El endemoniado lanzó un horrible quejido y calló. Entonces el ermitaño tomó la palabra y me dijo:

—Hijo mío, habéis visto el poder de Satán: debéis rogar a Dios y llorar. Pero se hace tarde. Es hora de separarnos. No os propongo que os acostéis en mi celda porque podrían incomodaros los gritos que lanza Pacheco durante la noche. Idos a acostar a la capilla. Allí estaréis bajo la protección de la cruz que triunfa de los demonios. Le respondí que me acostaría donde él quisiera. Llevamos a la capilla un catre de tijera. Me acosté y el ermitaño me deseó buenas noches.

Al encontrarme solo, me volvió al espíritu el relato de Pacheco. Había entre su aventura y la mía una gran semejanza, y estaba reflexionando sobre ello cuando oí dar las doce. No sabía si era el campanario de la ermita o si era cosa de los aparecidos. Entonces llamaron levemente a la puerta. Me levanté y dije en alta voz:

—¿Quién es?

Una vocecita me respondió:

—Tenemos frío, ábrenos. Somos vuestras mujercitas.

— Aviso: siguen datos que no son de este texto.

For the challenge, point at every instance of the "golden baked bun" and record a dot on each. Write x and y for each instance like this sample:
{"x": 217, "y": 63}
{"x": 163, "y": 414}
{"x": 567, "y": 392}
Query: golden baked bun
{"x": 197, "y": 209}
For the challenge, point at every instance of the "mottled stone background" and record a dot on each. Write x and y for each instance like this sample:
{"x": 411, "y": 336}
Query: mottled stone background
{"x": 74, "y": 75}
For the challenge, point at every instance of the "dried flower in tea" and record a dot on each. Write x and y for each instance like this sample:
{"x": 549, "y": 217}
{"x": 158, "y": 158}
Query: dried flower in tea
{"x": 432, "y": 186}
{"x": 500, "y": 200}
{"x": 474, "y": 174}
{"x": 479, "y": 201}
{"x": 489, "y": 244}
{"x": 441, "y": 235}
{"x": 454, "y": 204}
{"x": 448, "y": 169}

—Ya lo creo, malditos ahorcados —les contesté—. Volved a vuestro cadalso y dejadme dormir.

Entonces la vocecita me dijo:

—Os burláis de nosotras porque estáis en una capilla. Pero salid un poco afuera.

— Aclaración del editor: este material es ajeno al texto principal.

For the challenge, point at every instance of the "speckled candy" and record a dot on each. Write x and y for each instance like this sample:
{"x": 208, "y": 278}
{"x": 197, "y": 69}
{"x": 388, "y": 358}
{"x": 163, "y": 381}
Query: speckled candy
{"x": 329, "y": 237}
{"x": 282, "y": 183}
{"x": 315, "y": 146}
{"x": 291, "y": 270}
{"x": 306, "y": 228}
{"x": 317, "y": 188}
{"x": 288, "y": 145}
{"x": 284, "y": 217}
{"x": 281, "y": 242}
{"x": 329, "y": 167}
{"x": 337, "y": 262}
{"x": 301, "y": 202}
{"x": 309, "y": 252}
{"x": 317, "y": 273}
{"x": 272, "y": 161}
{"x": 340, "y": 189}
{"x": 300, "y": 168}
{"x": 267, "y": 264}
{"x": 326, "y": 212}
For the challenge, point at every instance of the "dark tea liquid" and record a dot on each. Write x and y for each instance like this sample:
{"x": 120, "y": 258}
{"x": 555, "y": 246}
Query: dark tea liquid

—Voy al instante —respondí.

Fui a buscar mi espada y quise salir, pero encontré la puerta cerrada. Se lo dije a los aparecidos, que no respondieron. Entonces me fui a acostar y dormí hasta la mañana.

JORNADA TERCERA

Me despertó el ermitaño, que pareció muy contento de verme sano y salvo. Me abrazó, me bañó las mejillas con sus lágrimas, y me dijo:

—Hijo mío, cosas extrañas han sucedido esta noche. ¿Es verdad que dormisteis en Venta Quemada? ¿Se apoderaron de vos los demonios? Todavía hay remedio para ello. Arrodillaos ante el altar. Confesad vuestros pecados. Haced penitencia. El ermitaño abundó en exhortaciones parecidas. Después calló para esperar mi respuesta.

Entonces le dije:

—Padre mío, me he confesado al salir de Cádiz. Desde entonces no creo haber cometido ningún pecado mortal, a no ser, tal vez, soñando. Es verdad que pasé la noche en Venta Quemada. Pero si allí he visto algo extraño, tengo buenas razones para callar.

Esta respuesta pareció sorprender al ermitaño. Me acusó de estar poseído por el demonio del orgullo y quiso persuadirme de que una confesión general me era necesaria; pero al comprobar lo invencible de mi obstinación, abandonó un poco su acento apostólico y me dijo, adoptando un tono más natural:

—Hijo mío, vuestro valor me sorprende. Decidme quién eres. ¿Qué educación habéis recibido? ¿Creéis o no en los aparecidos? No os neguéis a satisfacer mi curiosidad. Le respondí:

—Padre mío, el deseo que demostráis de conocerme mejor no puede sino honrarme y lo agradezco como se merece. Permitidme que me levante. Iré a buscaros a la ermita, donde os informaré de todo lo que queráis saber sobre mí.